Letzte Verhandlungsrunde zwischen CDU und GAL. Im Hotel Grand Elysee war deutlich zu spüren, dass der Durchbruch unmittelbar bevor stand. Mit ernsten Mienen eilten die Teilnehmer ab zehn Uhr zum Konferenzraum "Speicherstadt". Trotzdem verschob sich der Sitzungsbeginn immer weiter nach hinten. Der GAL-Wirtschaftspolitiker Jens Kerstan wirkte bedrückt, als er die Punkte aufzählte, bei denen noch keine Einigung in Sicht war: Kraftwerk Moorburg, Elbvertiefung, der Haushalt. "Wäre ich nicht zuversichtlich, wäre ich nicht hier", sinnierte Staatsrat Volkmar Schön (CDU). Andere versuchten die Anspannung durch Witzchen zu mildern. Auf die Frage, ob die Kuh vom Eis sei, sagte Willfried Maier (GAL): "Eis gibt's nicht mehr, es ist doch Frühling." Es stellte sich heraus: Ole von Beust, Anja Hajduk, Michael Freytag und Christa Goetsch hatten sich in einen separaten Raum zurückgezogen. Die restliche Delegation musste im Konferenzraum die Zeit totschlagen. Allen war klar: Im vertraulichen Gespräch ging es ums Ganze.
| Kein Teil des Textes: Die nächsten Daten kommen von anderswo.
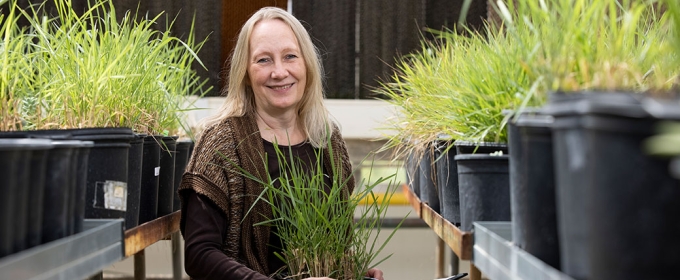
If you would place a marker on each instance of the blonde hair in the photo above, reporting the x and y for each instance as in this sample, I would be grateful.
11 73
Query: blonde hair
240 100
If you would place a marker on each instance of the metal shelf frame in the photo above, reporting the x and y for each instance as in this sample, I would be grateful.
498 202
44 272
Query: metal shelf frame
461 242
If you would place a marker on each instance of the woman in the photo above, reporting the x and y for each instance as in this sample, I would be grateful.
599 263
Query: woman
275 95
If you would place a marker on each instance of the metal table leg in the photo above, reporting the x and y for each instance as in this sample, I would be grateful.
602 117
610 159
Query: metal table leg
176 256
140 265
475 274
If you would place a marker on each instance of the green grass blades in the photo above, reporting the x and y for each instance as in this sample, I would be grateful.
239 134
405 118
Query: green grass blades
460 85
15 75
325 231
93 70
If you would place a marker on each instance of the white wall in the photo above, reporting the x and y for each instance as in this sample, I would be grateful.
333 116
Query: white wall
359 119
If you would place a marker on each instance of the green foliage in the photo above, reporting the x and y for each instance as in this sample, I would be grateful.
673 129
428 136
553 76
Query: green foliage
460 85
15 79
317 224
92 70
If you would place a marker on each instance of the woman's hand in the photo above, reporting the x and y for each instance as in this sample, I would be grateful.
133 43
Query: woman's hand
375 273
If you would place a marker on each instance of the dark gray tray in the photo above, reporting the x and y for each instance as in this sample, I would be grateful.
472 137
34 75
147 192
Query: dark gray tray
498 259
79 256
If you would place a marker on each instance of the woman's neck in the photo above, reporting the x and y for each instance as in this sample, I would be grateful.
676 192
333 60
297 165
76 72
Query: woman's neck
282 129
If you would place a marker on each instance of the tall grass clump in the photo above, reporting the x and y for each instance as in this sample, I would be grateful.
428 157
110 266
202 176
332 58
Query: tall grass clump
596 45
15 70
461 84
316 223
95 71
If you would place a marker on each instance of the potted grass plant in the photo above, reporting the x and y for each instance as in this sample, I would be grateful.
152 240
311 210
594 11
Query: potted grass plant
618 57
324 230
460 86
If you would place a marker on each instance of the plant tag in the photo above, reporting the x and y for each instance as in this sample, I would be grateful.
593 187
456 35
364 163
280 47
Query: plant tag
111 195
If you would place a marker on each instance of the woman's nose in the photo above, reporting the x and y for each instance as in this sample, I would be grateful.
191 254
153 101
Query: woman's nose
279 71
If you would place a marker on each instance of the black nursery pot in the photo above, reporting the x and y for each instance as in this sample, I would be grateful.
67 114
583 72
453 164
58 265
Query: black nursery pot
76 216
412 174
18 160
166 180
181 160
532 187
36 195
484 187
428 188
59 183
148 199
107 173
572 166
634 201
447 181
135 157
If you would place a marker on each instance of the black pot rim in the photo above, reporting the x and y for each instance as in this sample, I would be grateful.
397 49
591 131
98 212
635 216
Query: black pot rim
25 144
473 157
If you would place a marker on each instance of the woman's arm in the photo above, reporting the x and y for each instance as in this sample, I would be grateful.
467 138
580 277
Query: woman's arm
203 235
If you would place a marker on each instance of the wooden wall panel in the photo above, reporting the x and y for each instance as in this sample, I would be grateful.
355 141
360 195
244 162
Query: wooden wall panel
332 27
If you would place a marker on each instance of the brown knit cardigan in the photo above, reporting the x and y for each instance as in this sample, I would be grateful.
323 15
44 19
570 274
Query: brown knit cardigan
211 172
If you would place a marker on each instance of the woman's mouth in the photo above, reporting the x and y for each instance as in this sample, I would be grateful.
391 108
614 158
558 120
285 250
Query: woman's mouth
284 87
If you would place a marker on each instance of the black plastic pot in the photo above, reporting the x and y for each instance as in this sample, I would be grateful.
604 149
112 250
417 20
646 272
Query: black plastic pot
135 157
633 201
36 195
532 187
59 182
447 181
166 180
181 160
572 166
484 187
412 174
76 210
148 199
16 167
428 188
107 173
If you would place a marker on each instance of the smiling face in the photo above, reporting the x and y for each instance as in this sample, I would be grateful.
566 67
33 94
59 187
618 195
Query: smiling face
276 68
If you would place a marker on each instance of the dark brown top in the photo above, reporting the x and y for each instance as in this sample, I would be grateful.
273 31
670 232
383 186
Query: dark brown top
221 241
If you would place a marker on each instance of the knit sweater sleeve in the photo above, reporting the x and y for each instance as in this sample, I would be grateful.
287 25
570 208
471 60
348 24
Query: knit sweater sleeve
209 201
205 230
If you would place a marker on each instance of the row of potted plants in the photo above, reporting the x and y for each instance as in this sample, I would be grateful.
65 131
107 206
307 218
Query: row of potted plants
111 91
572 88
Erst um viertel nach zwölf fanden sich die potenziellen Koalitionäre zum täglichen Gruppenfoto zusammen. Kommentare gab es keine. Nur knapp zwei Stunden später löste sich die Runde schon wieder auf. Schließlich mussten die Abgeordneten um 15 Uhr zur Bürgerschaft. Zu einem kurzen Statement war einzig GAL-Innenexpertin Antje Möller bereit: "Wir haben alles besprochen, was wir wollten."
Dazu gehörte vor allem auch das Thema Kohlekraftwerk Moorburg. Anders als es sich die GAL gewünscht hat, wird nach Abendblatt-Informationen im Koalitionsvertrag wohl nicht die vollständige Ablehnung des Kraftwerkes stehen. Lediglich die politische Willensbekundung eines Gaskraftwerks soll im Vertrag formuliert werden. Insider gehen indes nicht davon aus, dass das Kohlekraftwerk gegen den Willen Vattenfalls noch verhindert werden kann. Dies sei keine politische, sondern eine rechtliche Frage. Sollte der Energiekonzern alle Auflagen der Fachbehörde erfüllen, gebe es einen Rechtsanspruch auf Genehmigung, hieß es.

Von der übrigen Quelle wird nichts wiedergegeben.